Fear of Falling (Part 2) – by Cassie Tucker

Fear of Falling (Part 2)


I think that everyone at some time has felt anxious about falling on the dance floor; whether it be fear of being injured or fear of embarrassment. Everyone has had at least one “slip” or near miss that has made us wary of falling. This fear can prevent us from dancing our best as we often restrict our stride to maintain control. The great news is, there are a bunch of tools we can add to our inventory to build confidence on the floor.


It may surprise you how dancing with a partner can easily mask our own balance issues. You may have heard people described as “heavy” to dance with, or found yourself providing or requiring a bit more support when dancing with particular people. This is usually an indication that they (or yourself!) are off-balance in some way.

For me, the real eye-opener that I had a balance issue arose when I started dancing by myself after dancing with a partner for so long. Even though I knew my steps completely, I struggled with the execution when dancing alone. This lead to to my teacher at the time developing some at-home activities for improving balance, which you can do too!

Strengthen Ankles

A great exercise for strengthening ankles involves standing with the balls of your feet on a step with heels off the edge. Rise slowly and strongly up on to toes then lower slowly, allowing your heels to drop lower than the step. Repeat 5-10 times.

Get a balance board

A balance board or “unstable table” is a fantastic tool for improving your balance at home. Spending just 5-10 minutes a day standing on the board will improve your body’s ability to balance and counterbalance when exposed to unpredictable movement.

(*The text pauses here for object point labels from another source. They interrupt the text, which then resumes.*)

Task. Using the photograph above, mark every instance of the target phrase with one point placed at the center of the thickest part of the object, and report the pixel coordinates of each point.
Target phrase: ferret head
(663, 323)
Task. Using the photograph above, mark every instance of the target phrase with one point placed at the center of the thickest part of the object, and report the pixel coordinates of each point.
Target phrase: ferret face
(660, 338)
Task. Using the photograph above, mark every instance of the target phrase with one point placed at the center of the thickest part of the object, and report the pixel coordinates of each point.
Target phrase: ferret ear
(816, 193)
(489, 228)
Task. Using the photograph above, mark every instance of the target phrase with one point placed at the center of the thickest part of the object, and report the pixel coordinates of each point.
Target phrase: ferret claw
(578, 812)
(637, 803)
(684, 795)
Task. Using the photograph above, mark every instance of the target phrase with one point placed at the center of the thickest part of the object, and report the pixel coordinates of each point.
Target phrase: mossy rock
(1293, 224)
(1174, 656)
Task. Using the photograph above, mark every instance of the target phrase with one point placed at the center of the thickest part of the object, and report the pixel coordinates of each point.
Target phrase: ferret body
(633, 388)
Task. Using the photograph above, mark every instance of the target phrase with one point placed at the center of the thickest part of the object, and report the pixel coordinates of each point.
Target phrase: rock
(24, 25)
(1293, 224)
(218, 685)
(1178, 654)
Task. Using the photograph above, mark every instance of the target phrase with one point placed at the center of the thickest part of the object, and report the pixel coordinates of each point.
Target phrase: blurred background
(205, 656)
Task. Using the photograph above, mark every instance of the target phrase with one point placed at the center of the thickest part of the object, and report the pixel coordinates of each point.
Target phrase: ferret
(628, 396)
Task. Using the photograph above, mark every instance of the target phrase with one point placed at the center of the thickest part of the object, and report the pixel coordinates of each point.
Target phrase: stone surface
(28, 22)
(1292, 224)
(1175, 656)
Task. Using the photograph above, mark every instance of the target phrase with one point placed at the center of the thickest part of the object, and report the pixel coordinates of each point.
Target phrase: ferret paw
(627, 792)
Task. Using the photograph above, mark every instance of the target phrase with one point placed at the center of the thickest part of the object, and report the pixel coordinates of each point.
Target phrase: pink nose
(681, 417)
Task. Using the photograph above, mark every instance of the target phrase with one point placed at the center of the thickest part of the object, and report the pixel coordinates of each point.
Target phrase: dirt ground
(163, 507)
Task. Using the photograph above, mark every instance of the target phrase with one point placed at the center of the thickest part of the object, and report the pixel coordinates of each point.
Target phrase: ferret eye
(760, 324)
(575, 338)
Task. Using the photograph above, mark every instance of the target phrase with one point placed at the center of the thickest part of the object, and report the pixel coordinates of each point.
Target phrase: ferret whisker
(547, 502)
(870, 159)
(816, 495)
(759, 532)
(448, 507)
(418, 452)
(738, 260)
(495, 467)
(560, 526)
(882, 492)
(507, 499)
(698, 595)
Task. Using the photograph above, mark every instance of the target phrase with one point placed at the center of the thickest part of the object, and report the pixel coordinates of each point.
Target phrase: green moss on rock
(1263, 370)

Get a professional opinion on your posture

We are always talking about posture in dancing. Most often we are told to “Stand up straight!” Or, “Chin up!” which works great for people with forward slumped posture. However, such instruction can be detrimental to people with back-weighted posture.

A good dance instructor, Alexander Technique teacher or a Physiotherapist can help you identify your natural poise and provide guidance for bringing your body into optimal alignment. Contracting your stomach, expanding your ribs, flexing a hip, bringing your head forward or sending your head slightly back may be the one change needed to make a HUGE difference to your balance.